Sunil Jain

Senior Associate Editor, Business Standard

Thursday, September 08, 2005

More patchwork

Every time there’s a surge in oil prices, or uncertainty about supplies (such as when the US decided to invade Iraq), the Cabinet clears a plan to develop strategic reserves, to tide over a sudden blip in prices or a temporary supply shock.

Over the years, however, the strategic reserve has never got built up for want of answers to the obvious questions: who is to fund the creation of storage space and, more importantly, who will pay for the 90 days’ worth of petroleum products that are to be kept as a strategic reserve?

Till now, the view has been that the oil companies could be asked to bear this cost, but with the companies staring at a loss of Rs 40,000 crore this year if prices are not raised to market prices, this is clearly a non-option.

Indeed, since the investment plans of these companies are also going to be hit, with the resultant impact on oil self-sufficiency levels, there is little doubt that the government’s inaction on the price front has compromised the country’s energy security.

So it is a matter of relief, even from a perspective that is quite different from that of market economics, to see that the Prime Minister has belatedly promised a price revision.

Till now, the favourite argument used by the petroleum minister, Mani Shankar Aiyar, and the government’s allies on the Left was that the finance ministry (in Delhi as well as in various state capitals) was the villain of the piece as the pre-tax price of petrol is only about half of the retail price, the balance being various taxes such as excise, import duty and sales taxes; for diesel, the tax component is about 40 per cent.

These tax levels are high, and there has been a strong argument for switching from an ad valorem duty structure to a combination of ad valorem (that is, percentage of price) and specific duties (based on quantity, not price), so that the government does not get windfall gains whenever oil prices rise — at the cost of the consumer.

It would of course have made the petroleum minister’s argument more convincing if the complicated cross-subsidies in oil pricing had been made transparent, but he has not done his part of the job.

Faced with its own pressures to show adherence to fiscal deficit reduction targets, the finance ministry explains its reluctance to do the needful for the oil economy by pointing to commitments on additional expenditure, building up in five years to Rs 40,000 crore per year, because of schemes such as the rural employment guarantee programme.

It is also pertinent that tax collections from the oil sector have begun to level off. Some part of this, clearly, is due to the lower advance tax payments by oil firms (only ONGC paid this), while another reason is the lowering of duties.

The even more important reason, perhaps, is the petroleum ministry’s report that there has been a 9 per cent fall in diesel consumption in this year’s first quarter, while petrol consumption has remained static. Given how economic growth has been strong, the drop in diesel consumption is hard to believe.

What this indicates is increased adulteration of diesel with subsidised kerosene.
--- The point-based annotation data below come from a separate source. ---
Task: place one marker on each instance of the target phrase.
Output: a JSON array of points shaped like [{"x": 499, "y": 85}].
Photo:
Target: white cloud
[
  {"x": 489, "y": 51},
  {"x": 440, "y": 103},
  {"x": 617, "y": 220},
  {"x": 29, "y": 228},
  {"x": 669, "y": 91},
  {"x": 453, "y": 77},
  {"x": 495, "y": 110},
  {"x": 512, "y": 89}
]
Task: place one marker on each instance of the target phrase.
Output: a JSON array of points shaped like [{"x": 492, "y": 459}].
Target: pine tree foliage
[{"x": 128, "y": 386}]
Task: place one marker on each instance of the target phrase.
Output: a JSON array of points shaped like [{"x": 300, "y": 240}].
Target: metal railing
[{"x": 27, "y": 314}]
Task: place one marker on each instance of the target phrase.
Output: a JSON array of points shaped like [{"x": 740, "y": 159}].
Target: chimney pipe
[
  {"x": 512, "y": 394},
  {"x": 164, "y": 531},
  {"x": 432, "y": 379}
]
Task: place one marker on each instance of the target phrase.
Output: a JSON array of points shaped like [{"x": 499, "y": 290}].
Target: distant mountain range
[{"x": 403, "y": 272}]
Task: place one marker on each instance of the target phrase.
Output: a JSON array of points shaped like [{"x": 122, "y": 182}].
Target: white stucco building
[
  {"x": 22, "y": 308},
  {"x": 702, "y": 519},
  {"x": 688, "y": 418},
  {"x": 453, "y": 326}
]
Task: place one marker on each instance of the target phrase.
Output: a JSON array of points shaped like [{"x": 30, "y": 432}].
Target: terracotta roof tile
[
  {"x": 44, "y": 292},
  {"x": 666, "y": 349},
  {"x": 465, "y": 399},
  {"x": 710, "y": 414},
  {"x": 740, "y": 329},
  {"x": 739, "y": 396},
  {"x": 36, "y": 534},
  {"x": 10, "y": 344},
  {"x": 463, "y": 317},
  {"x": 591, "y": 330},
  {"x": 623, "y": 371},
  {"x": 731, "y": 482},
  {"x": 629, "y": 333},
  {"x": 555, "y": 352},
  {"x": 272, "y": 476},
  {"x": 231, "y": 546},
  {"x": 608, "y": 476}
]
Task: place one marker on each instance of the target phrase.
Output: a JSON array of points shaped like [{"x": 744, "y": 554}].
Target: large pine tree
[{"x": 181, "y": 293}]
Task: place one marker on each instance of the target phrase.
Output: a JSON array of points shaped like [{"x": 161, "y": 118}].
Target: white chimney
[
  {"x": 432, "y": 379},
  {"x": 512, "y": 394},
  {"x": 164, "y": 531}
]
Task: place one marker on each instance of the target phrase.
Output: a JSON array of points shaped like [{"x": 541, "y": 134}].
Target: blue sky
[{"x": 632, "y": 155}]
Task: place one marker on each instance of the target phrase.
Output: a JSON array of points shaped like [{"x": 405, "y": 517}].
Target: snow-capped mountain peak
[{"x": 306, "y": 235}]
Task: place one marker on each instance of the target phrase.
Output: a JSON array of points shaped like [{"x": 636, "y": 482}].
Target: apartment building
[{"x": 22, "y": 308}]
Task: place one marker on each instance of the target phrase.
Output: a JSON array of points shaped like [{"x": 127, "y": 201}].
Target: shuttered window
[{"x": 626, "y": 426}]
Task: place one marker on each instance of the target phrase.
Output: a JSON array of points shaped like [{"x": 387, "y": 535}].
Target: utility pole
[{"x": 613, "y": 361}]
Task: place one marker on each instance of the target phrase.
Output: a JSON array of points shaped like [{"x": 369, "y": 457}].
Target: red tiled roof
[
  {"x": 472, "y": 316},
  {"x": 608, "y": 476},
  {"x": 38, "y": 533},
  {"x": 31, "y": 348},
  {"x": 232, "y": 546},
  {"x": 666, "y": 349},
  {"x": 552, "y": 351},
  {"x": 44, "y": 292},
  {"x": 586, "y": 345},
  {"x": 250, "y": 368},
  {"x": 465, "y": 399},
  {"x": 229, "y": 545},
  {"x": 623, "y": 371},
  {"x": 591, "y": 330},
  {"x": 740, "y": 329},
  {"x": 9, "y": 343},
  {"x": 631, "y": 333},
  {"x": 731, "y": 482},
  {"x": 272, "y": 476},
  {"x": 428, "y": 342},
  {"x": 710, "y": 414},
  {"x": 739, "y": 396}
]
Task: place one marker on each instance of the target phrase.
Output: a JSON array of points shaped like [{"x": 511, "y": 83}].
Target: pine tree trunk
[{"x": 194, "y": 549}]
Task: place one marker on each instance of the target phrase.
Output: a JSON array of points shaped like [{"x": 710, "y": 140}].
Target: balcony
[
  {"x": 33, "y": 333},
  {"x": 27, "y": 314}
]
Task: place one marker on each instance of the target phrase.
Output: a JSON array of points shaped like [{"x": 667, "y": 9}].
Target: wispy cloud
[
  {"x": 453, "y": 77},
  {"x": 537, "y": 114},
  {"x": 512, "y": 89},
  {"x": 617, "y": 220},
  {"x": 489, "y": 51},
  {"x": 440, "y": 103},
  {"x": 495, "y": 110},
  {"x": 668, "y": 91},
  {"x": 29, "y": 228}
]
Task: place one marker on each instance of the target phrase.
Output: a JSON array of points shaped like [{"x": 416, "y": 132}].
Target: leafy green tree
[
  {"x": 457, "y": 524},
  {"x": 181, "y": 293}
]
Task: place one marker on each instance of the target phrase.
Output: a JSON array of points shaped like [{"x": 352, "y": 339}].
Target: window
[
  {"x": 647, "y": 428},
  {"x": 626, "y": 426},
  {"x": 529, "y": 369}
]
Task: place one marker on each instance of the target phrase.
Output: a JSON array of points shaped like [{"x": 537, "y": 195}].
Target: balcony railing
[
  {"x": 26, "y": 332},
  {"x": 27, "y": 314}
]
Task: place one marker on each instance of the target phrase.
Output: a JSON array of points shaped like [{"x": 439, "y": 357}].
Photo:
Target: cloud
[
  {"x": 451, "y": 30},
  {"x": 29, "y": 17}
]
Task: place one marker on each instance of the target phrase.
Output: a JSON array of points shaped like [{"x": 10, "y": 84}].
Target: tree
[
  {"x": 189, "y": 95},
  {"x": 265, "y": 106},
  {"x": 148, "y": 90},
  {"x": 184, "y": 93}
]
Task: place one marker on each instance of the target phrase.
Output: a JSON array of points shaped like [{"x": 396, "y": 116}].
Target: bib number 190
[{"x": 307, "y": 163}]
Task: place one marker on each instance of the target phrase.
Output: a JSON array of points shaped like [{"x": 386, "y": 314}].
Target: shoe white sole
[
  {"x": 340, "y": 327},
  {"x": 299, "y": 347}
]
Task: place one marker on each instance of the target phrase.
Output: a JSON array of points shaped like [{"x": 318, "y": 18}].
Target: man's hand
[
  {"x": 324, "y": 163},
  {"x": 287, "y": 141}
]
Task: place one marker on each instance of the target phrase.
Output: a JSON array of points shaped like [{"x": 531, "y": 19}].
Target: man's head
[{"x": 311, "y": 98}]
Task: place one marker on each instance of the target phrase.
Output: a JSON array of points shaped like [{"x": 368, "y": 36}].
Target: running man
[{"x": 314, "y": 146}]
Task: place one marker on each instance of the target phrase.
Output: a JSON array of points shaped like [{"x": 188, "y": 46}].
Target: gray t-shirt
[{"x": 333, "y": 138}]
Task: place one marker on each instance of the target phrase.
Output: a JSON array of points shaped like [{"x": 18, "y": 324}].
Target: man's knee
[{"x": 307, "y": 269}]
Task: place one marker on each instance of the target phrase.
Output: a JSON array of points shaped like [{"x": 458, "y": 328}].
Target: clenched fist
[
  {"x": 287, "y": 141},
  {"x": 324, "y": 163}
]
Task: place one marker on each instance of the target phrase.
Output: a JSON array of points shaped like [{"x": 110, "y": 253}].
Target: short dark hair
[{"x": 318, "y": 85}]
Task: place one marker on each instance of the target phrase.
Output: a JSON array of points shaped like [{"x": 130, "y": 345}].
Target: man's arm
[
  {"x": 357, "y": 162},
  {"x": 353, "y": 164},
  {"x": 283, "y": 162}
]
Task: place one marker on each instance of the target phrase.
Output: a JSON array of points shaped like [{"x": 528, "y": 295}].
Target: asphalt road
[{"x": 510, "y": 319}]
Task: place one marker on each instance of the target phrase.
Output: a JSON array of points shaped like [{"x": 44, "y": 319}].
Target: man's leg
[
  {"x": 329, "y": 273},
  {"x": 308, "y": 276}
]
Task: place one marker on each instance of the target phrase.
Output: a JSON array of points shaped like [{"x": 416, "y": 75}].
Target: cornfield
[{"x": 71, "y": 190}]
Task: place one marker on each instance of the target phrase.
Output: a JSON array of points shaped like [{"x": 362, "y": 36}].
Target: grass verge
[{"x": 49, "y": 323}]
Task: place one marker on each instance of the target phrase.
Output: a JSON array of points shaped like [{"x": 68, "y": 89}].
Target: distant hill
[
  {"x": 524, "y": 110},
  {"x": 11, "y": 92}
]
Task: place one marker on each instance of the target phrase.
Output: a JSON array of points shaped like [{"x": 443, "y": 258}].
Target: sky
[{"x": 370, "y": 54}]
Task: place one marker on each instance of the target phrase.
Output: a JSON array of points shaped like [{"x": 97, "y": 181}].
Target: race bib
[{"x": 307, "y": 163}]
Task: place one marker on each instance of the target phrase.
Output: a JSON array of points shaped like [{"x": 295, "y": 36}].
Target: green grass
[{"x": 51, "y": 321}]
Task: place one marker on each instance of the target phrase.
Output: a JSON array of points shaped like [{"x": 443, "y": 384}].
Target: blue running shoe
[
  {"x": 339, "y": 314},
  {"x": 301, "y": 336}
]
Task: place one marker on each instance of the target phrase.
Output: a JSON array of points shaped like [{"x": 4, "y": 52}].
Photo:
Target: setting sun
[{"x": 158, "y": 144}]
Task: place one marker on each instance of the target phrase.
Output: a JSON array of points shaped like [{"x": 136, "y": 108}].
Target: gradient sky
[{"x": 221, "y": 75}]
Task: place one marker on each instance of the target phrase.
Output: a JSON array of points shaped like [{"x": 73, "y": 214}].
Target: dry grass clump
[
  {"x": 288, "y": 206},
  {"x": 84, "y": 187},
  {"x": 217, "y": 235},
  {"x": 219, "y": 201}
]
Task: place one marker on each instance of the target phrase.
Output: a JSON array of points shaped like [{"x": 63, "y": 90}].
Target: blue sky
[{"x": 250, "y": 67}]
In other words, apart from hitting the oil companies, the unchanging petroleum prices and the differences in the prices of kerosene (Rs 8.40-9.30 per litre in the four metros) and diesel (Rs 26.28-32.83 per litre) have begun hitting the exchequer as well.

The Cabinet will probably decide this week to raise the prices of petrol and diesel, and (going by past form) will leave the price of kerosene untouched. This will solve some problems, and it will make other problems more acute.

It seems too much to expect this government to use the occasion to clean up the mess created by multiple and conflicting objectives, and by the politicians’ and bureaucrats’ reluctance to understand that markets for petroleum products in much of the world are free from messy controls, and can be made free here as well.